Outages caused by Lightning generally go hand-in-hand with Adverse Weather. Electrical systems can be drastically affected when infrastructure is struck by Lightning.

Scheduled Outage

Necessary for maintaining and improving our local power grid, Scheduled Outages must occur when our crews are completing work on our grid for their safety and the safety of our local community.
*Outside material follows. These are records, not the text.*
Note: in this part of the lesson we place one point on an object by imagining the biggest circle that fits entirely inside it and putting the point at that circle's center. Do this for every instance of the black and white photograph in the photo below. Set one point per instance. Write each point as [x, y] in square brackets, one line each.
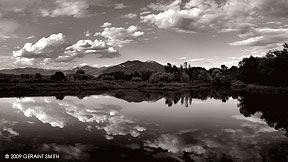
[144, 80]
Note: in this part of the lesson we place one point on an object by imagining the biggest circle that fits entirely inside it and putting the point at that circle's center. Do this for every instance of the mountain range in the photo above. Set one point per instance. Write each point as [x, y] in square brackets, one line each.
[127, 67]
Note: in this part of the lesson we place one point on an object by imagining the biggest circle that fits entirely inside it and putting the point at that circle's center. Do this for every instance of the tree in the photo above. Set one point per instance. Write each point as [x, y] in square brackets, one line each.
[58, 76]
[38, 76]
[224, 68]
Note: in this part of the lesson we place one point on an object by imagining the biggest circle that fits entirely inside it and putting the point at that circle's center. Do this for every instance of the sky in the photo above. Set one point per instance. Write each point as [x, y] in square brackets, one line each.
[62, 34]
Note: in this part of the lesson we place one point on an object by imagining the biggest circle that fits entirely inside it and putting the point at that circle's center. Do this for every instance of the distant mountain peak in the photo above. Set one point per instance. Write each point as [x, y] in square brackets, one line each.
[129, 66]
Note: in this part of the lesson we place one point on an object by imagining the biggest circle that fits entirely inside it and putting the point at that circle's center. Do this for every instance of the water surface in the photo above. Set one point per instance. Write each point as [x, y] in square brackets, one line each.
[128, 126]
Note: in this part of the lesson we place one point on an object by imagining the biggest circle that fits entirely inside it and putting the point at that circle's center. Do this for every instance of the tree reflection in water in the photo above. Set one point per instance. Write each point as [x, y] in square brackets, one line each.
[273, 109]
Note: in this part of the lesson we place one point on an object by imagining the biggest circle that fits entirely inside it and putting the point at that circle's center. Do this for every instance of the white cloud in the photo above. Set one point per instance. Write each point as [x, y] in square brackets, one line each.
[7, 26]
[106, 24]
[162, 5]
[198, 15]
[120, 6]
[263, 37]
[117, 36]
[83, 47]
[56, 48]
[196, 60]
[87, 33]
[49, 47]
[76, 9]
[130, 16]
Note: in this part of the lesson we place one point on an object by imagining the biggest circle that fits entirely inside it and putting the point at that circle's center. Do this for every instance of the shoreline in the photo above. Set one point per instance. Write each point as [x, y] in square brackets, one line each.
[96, 87]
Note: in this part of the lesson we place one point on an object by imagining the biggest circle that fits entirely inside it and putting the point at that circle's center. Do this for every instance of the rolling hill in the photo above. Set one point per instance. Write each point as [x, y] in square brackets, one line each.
[127, 67]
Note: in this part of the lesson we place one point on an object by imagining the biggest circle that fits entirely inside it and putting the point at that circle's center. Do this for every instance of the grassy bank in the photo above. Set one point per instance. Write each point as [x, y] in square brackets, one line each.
[78, 88]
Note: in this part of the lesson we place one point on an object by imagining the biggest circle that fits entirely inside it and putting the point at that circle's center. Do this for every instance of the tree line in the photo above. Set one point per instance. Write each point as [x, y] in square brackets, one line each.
[270, 69]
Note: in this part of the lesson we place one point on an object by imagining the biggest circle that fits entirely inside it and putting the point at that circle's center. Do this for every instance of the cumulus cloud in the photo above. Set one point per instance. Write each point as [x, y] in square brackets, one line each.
[56, 48]
[106, 24]
[83, 47]
[76, 9]
[197, 15]
[117, 36]
[263, 37]
[7, 26]
[130, 16]
[58, 8]
[240, 16]
[120, 6]
[49, 47]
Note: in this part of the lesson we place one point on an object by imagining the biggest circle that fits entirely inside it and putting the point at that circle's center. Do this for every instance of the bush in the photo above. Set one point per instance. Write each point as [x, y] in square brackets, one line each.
[136, 79]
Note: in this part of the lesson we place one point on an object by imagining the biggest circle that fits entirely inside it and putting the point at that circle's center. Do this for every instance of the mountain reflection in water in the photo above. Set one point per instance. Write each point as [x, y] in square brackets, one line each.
[142, 126]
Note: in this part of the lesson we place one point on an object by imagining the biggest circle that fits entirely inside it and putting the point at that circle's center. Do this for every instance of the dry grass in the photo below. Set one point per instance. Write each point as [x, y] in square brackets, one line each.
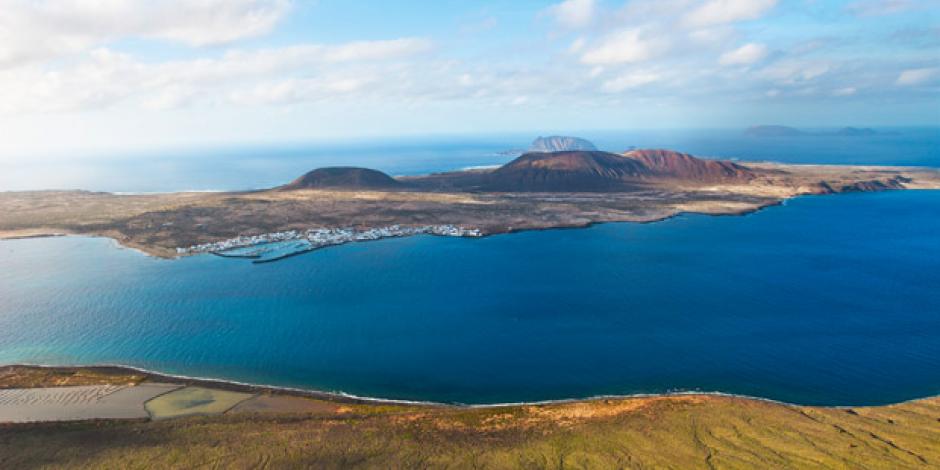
[682, 432]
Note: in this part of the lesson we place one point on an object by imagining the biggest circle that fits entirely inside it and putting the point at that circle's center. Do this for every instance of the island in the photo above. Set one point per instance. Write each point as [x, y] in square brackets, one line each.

To minimize the impact of Scheduled Outages on your daily life, we will always communicate upcoming planned outages via the delivery of a Planned Outage Notice to all service addresses that will be impacted.

Loss of Supply

In Ontario, each Local Distribution Company (LDC) is connected to the larger provincial grid where electricity generated at hydroelectric, nuclear, and other generation facilities is distributed across high-voltage lines to transformer stations where it is ‘stepped down’ and delivered to the end user. When an issue occurs along these high-voltage lines or at a transformer station preventing electricity from reaching an LDC’s grid, the result is a Loss of Supply outage. These are quite rare but can be among the most impactful power outage causes.

Adverse Environment

Outages caused by Adverse Environment are another rarity. These outages occur when our distribution equipment is subjected to abnormal factors such as salt spray, industrial contamination, corrosion, or fire, among other potential issues.

Human Element

An exceedingly rare cause of power outages in Oshawa and across the province, there is still some human element involved in certain steps of the electricity distribution process. When human action causes an issue with the delivery of electricity, it is classified as a Human Element outage. We experienced no outages caused by Human Element in 2022.


The last outage type is the most vague. In rare cases when a direct cause cannot be reliably determined, the outage will remain Unclassified.

We hope that this information has helped you to better understand the types and causes of power outages, some of the challenges our team faces in delivering safe and reliable electricity to your home or business, and the strategies we have in place to minimize downtime and mitigate outage risk.

We encourage you to continue to report outages when they happen via our online Outage Centre and let us know about your experience. Even with our industry-leading FLISR system detecting outages instantly, your reports can help us pinpoint exact locations where issues or interference may be present, leading to a quicker response and shorter service interruption.

While no power outages would be an ideal outcome for our customers, unfortunately that goal remains unattainable. Despite the near impossibility of 100% reliability, our team continues to strive towards the best possible reliability we can provide, aiming to reach ‘four nines’ or greater than 99.99% reliability each and every year.